In Oct. 2014, 17-year-old McDonald was armed with a 3-inch knife and was shot 16 times in 13 seconds by Chicago police officer Jason Van Dyke from approximately 10 feet away.Video of the shooting was captured by a police cruiser’s dashboard cam, but footage wasn’t released until Nov. 2015, over 13 months later. The police officer was charged with first-degree murder, and numerous protests rose up against police brutality and of how the case was handled.

“The point of the die-in being not only to honor and remember that, but to move the movement forward and to realize how structural racism is and how it still continues in everyday life,” Ramya Rangamannar said, also a second-year psychology graduate student. “We, as being in a privilege position in terms of race, need to take the responsibility upon ourselves to do something about it because if people in a privileged position don’t, then it doesn’t get heard.”
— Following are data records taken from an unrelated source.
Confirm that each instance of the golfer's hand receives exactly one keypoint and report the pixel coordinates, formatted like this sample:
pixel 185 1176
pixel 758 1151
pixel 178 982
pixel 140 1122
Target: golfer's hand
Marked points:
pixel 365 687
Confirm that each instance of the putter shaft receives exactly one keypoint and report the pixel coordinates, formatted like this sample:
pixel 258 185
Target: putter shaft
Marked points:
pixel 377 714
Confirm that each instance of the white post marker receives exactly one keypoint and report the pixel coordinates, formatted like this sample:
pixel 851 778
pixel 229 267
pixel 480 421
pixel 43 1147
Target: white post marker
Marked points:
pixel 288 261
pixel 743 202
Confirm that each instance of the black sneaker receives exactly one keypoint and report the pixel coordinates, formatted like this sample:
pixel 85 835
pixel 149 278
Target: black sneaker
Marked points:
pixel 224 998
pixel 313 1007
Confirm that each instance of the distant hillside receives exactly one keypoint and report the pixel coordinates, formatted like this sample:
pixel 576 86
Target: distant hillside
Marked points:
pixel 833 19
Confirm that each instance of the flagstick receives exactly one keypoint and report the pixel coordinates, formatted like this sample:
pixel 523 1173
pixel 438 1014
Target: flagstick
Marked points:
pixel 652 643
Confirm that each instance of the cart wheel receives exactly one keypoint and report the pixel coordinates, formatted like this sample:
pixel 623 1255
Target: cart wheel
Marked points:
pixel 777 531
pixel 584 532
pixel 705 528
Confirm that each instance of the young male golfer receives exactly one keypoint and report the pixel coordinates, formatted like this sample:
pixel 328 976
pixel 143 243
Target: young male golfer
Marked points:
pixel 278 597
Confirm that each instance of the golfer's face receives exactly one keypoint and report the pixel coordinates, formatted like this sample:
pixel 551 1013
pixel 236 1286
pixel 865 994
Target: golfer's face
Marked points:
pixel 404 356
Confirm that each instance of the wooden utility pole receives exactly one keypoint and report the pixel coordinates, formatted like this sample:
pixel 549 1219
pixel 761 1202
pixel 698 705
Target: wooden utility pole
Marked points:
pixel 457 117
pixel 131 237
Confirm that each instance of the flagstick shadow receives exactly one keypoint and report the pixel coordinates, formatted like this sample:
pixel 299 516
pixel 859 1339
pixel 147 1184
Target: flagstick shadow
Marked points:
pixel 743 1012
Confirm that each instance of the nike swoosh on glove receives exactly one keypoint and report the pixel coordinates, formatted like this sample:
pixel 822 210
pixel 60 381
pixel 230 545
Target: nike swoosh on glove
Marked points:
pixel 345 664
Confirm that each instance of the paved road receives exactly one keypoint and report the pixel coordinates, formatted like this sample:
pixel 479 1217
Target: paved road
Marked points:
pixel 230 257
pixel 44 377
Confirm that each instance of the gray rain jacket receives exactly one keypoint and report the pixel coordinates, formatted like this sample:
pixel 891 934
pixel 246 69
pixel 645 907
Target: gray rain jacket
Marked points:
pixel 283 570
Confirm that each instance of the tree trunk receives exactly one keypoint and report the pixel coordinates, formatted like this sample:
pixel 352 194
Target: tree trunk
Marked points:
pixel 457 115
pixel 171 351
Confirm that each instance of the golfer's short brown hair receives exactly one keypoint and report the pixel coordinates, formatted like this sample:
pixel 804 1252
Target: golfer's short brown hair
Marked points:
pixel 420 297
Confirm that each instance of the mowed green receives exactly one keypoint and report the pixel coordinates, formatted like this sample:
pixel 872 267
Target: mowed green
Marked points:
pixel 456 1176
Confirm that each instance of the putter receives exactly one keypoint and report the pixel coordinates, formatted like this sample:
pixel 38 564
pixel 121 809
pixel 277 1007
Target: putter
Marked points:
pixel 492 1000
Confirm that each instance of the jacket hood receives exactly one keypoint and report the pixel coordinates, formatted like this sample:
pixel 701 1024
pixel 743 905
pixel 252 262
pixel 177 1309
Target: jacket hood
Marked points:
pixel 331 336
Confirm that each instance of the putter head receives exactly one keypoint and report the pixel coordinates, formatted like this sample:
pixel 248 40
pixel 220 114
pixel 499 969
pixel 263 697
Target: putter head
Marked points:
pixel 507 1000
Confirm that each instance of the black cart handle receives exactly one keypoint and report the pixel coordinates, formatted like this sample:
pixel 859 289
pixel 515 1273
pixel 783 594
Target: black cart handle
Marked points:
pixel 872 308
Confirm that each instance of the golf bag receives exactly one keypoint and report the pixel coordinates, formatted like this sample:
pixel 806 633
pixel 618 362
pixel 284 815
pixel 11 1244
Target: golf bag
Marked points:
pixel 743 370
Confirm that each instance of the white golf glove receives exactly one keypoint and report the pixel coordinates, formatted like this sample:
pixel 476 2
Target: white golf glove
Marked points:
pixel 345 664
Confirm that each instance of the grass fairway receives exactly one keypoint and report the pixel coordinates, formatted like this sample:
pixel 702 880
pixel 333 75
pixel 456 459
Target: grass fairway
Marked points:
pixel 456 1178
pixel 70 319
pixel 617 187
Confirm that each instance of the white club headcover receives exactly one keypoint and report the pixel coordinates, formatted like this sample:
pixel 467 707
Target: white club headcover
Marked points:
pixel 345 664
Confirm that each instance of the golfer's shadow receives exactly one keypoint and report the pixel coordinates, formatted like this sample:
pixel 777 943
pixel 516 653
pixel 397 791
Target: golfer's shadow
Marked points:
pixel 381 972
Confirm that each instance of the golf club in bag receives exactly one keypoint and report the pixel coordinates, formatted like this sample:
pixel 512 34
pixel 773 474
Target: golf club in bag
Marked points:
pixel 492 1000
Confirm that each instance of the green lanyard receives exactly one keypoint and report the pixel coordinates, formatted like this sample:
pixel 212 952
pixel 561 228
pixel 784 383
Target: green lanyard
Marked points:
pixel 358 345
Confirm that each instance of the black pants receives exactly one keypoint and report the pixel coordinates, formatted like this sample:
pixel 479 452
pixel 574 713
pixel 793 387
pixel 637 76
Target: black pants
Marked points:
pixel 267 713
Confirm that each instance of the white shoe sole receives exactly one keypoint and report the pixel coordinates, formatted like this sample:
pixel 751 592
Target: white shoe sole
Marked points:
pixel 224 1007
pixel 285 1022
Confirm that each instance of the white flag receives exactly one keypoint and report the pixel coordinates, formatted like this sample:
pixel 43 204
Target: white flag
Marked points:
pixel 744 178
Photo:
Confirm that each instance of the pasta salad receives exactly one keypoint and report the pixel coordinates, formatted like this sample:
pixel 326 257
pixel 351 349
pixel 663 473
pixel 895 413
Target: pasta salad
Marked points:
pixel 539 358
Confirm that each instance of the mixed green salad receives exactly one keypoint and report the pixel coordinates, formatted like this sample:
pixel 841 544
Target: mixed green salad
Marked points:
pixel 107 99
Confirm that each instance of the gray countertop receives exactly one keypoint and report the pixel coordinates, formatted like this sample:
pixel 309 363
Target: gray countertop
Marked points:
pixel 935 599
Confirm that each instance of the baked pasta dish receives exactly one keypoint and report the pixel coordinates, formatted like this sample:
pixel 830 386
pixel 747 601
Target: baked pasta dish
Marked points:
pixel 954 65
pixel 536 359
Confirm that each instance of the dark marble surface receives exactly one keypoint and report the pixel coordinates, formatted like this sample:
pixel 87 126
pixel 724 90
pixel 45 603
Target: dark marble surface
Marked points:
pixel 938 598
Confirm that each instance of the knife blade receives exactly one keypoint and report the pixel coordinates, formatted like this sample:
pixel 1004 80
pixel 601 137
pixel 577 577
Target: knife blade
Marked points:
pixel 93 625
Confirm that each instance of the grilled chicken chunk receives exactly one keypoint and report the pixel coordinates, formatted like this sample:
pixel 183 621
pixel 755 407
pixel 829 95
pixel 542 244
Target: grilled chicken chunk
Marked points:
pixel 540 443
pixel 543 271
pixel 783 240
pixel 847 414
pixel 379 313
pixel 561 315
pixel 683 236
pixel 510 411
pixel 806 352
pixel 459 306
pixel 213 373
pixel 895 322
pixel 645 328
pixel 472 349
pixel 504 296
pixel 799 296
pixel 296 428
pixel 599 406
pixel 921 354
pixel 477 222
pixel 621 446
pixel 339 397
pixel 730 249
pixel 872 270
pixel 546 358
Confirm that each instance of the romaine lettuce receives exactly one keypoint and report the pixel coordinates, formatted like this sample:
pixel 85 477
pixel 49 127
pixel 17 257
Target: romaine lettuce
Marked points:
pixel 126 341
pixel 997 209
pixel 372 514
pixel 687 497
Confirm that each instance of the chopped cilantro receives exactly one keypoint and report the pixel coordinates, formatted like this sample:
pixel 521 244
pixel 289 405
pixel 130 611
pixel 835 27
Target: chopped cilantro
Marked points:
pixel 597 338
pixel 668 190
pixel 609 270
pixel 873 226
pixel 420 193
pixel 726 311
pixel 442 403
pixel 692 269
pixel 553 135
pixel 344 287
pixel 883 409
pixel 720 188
“A lot of us want to use the privilege position that we’re in to inspire others who do have privilege to speak out for those who do face some danger when they speak out,” Nick Galef said, another second-year psychology graduate student.

The group of students had support from the Connecticut chapter of Association for Women in Psychology and the multicultural and diversity committee in the Graduate Institute of Professional Psychology at the University of Hartford.

“We really just wanted to raise awareness on campus and hopefully make a difference in one person’s mindset even for just one minute,” Rangamannar said.